7. A la date de la décision attaquée, Mme B... ne résidait en France que depuis trois ans et sa communauté de vie avec son concubin de nationalité française demeurait récente, quand bien même cette relation aurait débuté en 2016, à distance, alors que l'intéressée résidait en Russie. Il est constant que sur ses trois années de présence sur le territoire français, Mme B... n'a résidé de manière régulière que pendant un an et trois mois.

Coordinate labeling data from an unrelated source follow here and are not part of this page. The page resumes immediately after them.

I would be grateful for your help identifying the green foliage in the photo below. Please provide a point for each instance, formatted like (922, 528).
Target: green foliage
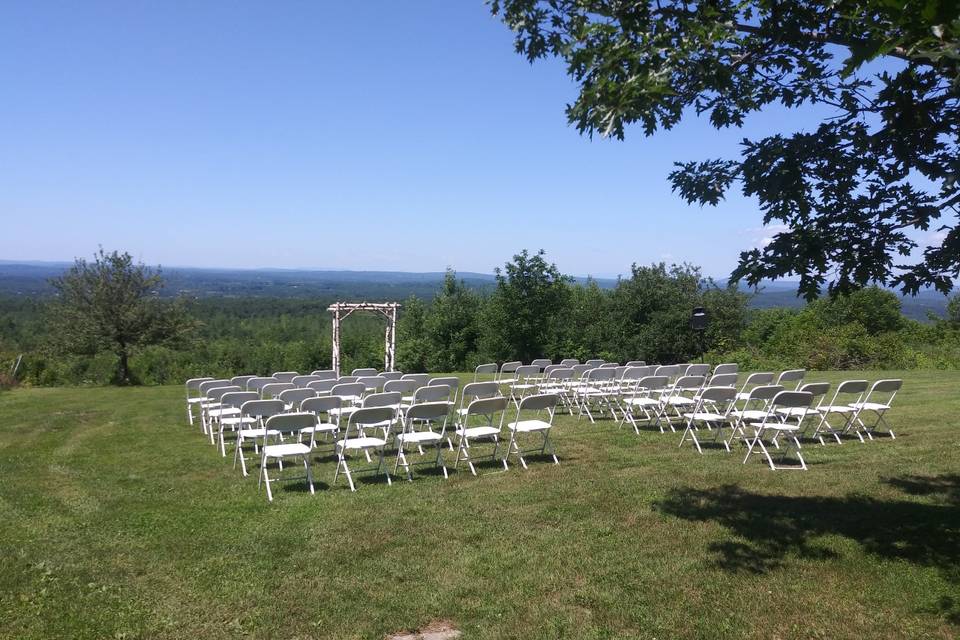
(111, 304)
(884, 161)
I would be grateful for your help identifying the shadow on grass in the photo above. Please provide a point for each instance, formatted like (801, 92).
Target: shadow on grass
(771, 527)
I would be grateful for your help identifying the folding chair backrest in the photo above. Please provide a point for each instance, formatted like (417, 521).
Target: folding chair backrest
(422, 379)
(487, 406)
(432, 393)
(485, 370)
(241, 381)
(261, 408)
(653, 382)
(527, 372)
(539, 402)
(791, 399)
(321, 404)
(793, 375)
(218, 392)
(193, 384)
(369, 416)
(509, 367)
(427, 411)
(722, 395)
(698, 370)
(273, 389)
(580, 369)
(296, 396)
(255, 384)
(731, 367)
(387, 399)
(348, 389)
(322, 386)
(291, 422)
(372, 383)
(237, 398)
(765, 392)
(689, 382)
(403, 386)
(723, 380)
(303, 381)
(205, 386)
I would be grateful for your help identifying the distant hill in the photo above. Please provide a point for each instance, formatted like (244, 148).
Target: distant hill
(31, 279)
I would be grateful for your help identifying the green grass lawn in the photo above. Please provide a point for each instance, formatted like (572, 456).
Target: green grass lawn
(117, 520)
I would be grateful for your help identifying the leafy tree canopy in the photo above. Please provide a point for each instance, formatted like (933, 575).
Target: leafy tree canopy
(854, 193)
(110, 304)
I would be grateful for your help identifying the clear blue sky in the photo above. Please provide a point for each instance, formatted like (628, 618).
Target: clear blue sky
(334, 135)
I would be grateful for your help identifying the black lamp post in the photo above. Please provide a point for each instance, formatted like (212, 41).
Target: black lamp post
(698, 322)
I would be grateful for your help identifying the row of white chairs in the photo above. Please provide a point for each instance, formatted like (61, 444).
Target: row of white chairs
(359, 420)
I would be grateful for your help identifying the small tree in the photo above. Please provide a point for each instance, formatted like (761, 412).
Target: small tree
(111, 304)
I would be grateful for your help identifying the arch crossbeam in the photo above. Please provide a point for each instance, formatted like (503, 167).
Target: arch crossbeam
(341, 310)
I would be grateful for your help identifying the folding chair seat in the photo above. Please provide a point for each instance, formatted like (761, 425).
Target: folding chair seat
(712, 411)
(422, 379)
(754, 380)
(731, 367)
(303, 382)
(530, 425)
(357, 439)
(489, 369)
(526, 379)
(260, 411)
(350, 394)
(755, 409)
(773, 425)
(293, 397)
(322, 387)
(487, 409)
(878, 402)
(508, 371)
(241, 381)
(848, 394)
(320, 406)
(258, 383)
(193, 389)
(791, 378)
(423, 415)
(274, 389)
(276, 427)
(541, 363)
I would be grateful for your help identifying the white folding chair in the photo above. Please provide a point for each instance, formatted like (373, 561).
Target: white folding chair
(772, 423)
(276, 427)
(533, 404)
(488, 409)
(193, 395)
(711, 411)
(356, 438)
(849, 393)
(424, 415)
(878, 401)
(260, 411)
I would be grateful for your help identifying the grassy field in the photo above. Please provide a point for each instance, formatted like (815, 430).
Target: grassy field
(117, 520)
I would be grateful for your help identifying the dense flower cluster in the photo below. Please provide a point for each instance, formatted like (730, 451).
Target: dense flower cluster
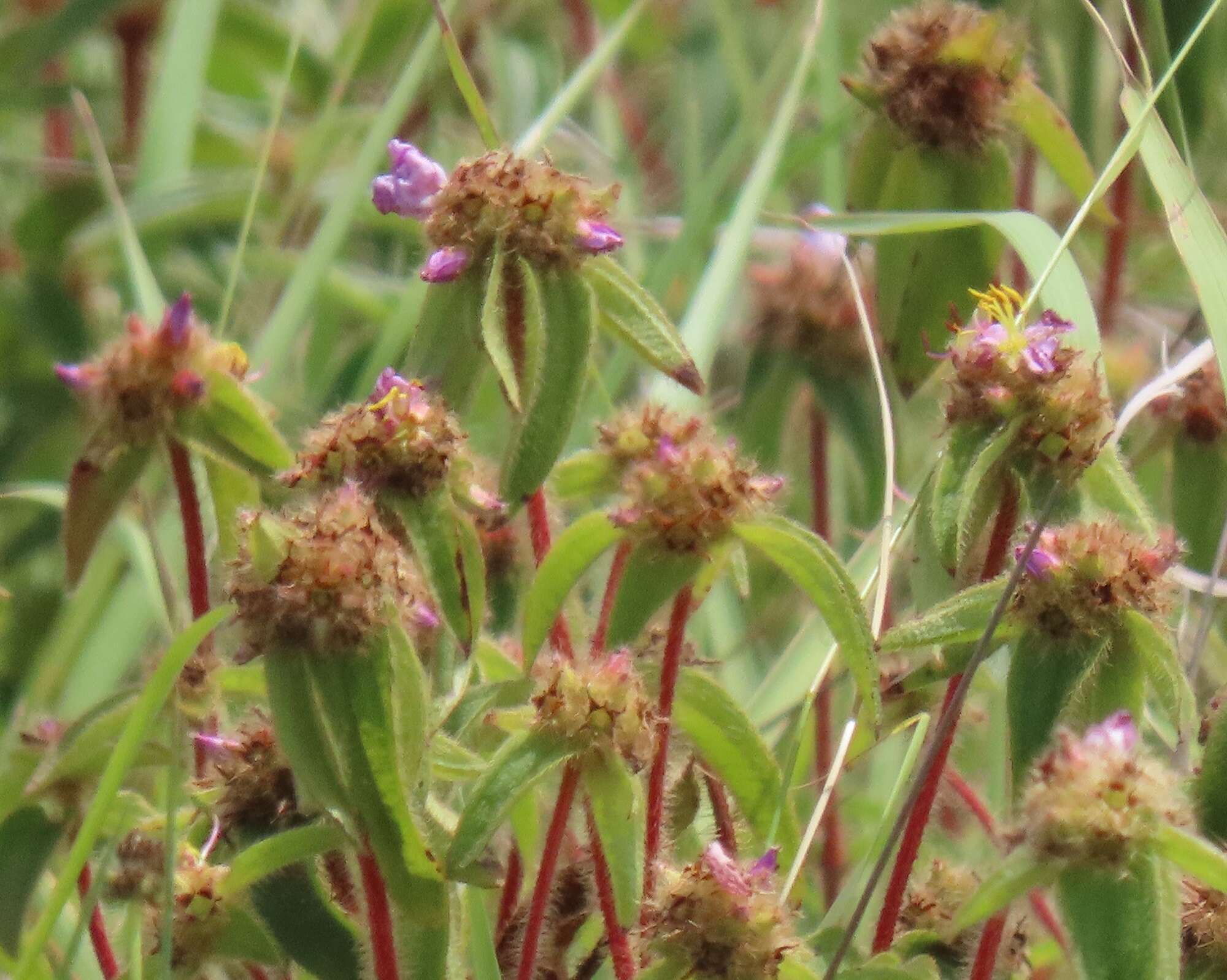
(942, 73)
(688, 496)
(1099, 799)
(598, 703)
(402, 438)
(138, 386)
(323, 577)
(529, 208)
(726, 918)
(1006, 372)
(1082, 577)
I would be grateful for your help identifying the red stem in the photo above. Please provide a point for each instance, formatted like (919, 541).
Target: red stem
(102, 949)
(726, 830)
(617, 568)
(539, 534)
(664, 713)
(511, 894)
(545, 871)
(986, 954)
(620, 947)
(383, 946)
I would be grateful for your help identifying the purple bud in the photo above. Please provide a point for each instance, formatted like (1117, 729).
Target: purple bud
(410, 188)
(1117, 733)
(177, 323)
(597, 237)
(446, 266)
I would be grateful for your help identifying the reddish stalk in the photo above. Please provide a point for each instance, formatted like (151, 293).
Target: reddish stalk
(511, 894)
(620, 947)
(383, 946)
(657, 778)
(539, 534)
(986, 954)
(545, 873)
(617, 568)
(726, 830)
(99, 938)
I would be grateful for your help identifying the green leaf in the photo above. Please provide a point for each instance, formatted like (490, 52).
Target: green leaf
(617, 802)
(569, 307)
(818, 571)
(279, 852)
(231, 425)
(1123, 922)
(961, 619)
(158, 689)
(651, 578)
(634, 316)
(1046, 127)
(572, 555)
(95, 495)
(1044, 676)
(494, 323)
(430, 524)
(1020, 873)
(521, 762)
(1197, 858)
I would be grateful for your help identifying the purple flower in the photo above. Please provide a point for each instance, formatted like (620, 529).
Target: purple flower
(1117, 733)
(597, 237)
(410, 187)
(446, 266)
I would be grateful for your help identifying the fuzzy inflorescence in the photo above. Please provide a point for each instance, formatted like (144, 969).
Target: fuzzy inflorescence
(598, 703)
(142, 382)
(687, 496)
(725, 917)
(942, 73)
(402, 438)
(1099, 799)
(323, 577)
(1082, 577)
(1007, 372)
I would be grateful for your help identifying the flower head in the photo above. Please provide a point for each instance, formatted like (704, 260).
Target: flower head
(323, 577)
(1098, 799)
(725, 917)
(1088, 575)
(596, 703)
(402, 437)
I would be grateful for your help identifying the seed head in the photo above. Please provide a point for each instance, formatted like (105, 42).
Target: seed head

Si elle a pu nouer des liens avec la mère et les filles de son compagnon, et s'est occupé d'une personne en situation de dépendance jusqu'à son décès, elle n'est pas fondée, au regard notamment de sa durée de résidence sur le territoire national, alors qu'il ne ressort pas des pièces du dossier qu'elle serait dépourvue d'attaches familiales ou personnelles en Russie où elle a vécu jusqu'à l'âge de cinquante-deux ans et où elle s'est mariée et a divorcé à trois reprises, à soutenir que l'arrêté attaqué a été pris en méconnaissance de l'article 8 de la convention européenne de sauvegarde des droits de l'homme et des libertés fondamentale, ni qu'il est entaché d'erreur manifeste dans l'appréciation de ses conséquence sur sa situation personnelle.
8. Il résulte de ce qui précède que Mme B... n'est pas fondée à soutenir que c'est à tort que, par le jugement attaqué, le tribunal administratif de Grenoble a rejeté sa demande. Sa requête doit être rejetée en toutes ses conclusions.
DÉCIDE :
Article 1er : La requête de Mme B... est rejetée.
Article 2 : Le présent arrêt sera notifié à Mme A... B... et au ministre d'État, ministre de l'intérieur.
Copie en sera adressée au préfet de la Drôme.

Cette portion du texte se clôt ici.